Uma das primeiras atividades do La Frida, o ‘Preta, Vem de Bike’ começa o incentivo ao pedal bem do início: ensinando mulheres negras a andar de bicicleta. A ideia, que nasceu em Salvador, já está sendo replicada com ajuda do coletivo no Recôncavo Baiano e também em São Paulo. Em Salvador, as aulas acontecem todas as manhãs de domingo na Casa La Frida, no Santo Antônio (R. Direita de Santo Antônio, 314) e têm levado cada vez mais mulheres a usar a bike.
Uma dessas mulheres é Iracema do Espírito Santo que está realizando um desejo antigo de aprender a pedalar ao mesmo tempo que promove um processo de superação e cura pessoal. “Eu passei por algumas situações na minha vida que entristeceram demais meu coração. Um dia, eu vi um grupo de ciclistas passando na rua e aquele movimento da roda da bicicleta me fez entender que a vida é cíclica. Então enquanto aquele pneu ia rodando eu ia pensando ‘eu preciso recomeçar, não posso parar’. Aí eu disse ‘vou correr atrás’; e vim aqui aprender a pedalar e fazer o curso”, conta Iracema, com orgulho.
Além das aulas de pedal, Iracema participou do Curso Profissionalizante de Mecânica, mais um recurso do coletivo para inserir o mundo do cicloativismo feminino nas periferias de Salvador.
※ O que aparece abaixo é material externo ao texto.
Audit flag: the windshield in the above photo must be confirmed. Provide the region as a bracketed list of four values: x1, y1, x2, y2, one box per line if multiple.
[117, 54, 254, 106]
Na sua primeira turma ele formou 5 e na segunda 16 mulheres para realizar manutenção e montagem de bikes. A última edição aconteceu entre janeiro e fevereiro na sede do Coletivo no Santo Antônio, foram 4 semanas de aulas práticas e uma oficina de afroempreendedorismo para finalizar. Se nas ações do Preta, Vem de Bike o aprendizado passa pelo desejo de autonomia na mobilidade, o curso profissionalizante de mecânica mira também no empreendedorismo. “A ideia é profissionalizar, capacitar, empregabilizar. Já estamos mapeando as lojas para empregar as meninas que estão sendo formadas”, conta Lívia.
Esse é também o objetivo de Iracema. Ao mesmo tempo que aprende a pedalar, ela planeja abrir uma oficina no seu bairro – Plataforma – e enxerga uma oportunidade de geração de renda na adesão dos moradores à ciclovia instalada na Avenida Suburbana há 3 anos. “Tem muita gente com bicicleta e elas não sabem consertar, trocar uma corrente, então eu vou unir o útil ao agradável. Eu conheço pessoas no meu bairro que trabalham na Calçada e vão de bike, sem pagar transporte. Com isso tão economizando e trazendo saúde”, avalia ela.
Segundo Wagner Guiné, instrutor do curso e integrante do coletivo parceiro Mobicidade, o curso preparou as participantes a ocupar espaço nas lojas e oficinas de bike onde hoje quase só se vêem homens, “cerca de 90% das lojas de Salvador não tem mulheres trabalhando, tanto no atendimento mas principalmente na área de mecânica. Então com mulheres fazendo esse atendimento a gente muda o paradigma. Elas estão aptas não só na mecânica, no conhecimento sobre a bicicleta como um todo, mas também para atenderem, gerenciarem uma loja”, aponta Guiné. Ele também afirma que o curso propiciou um aprendizado pessoal sobre as questões do feminismo negro, já que costuma trabalhar somente entre homens.
O curso profissionalizante de mecânica é uma das atividades propostas no projeto Casa La Frida, selecionado no edital Casa Cidades para receber financiamento do Fundo Socioambiental Casa e da OAK Foundation. O Gambá é o articulador local em Salvador dos 11 projetos selecionados.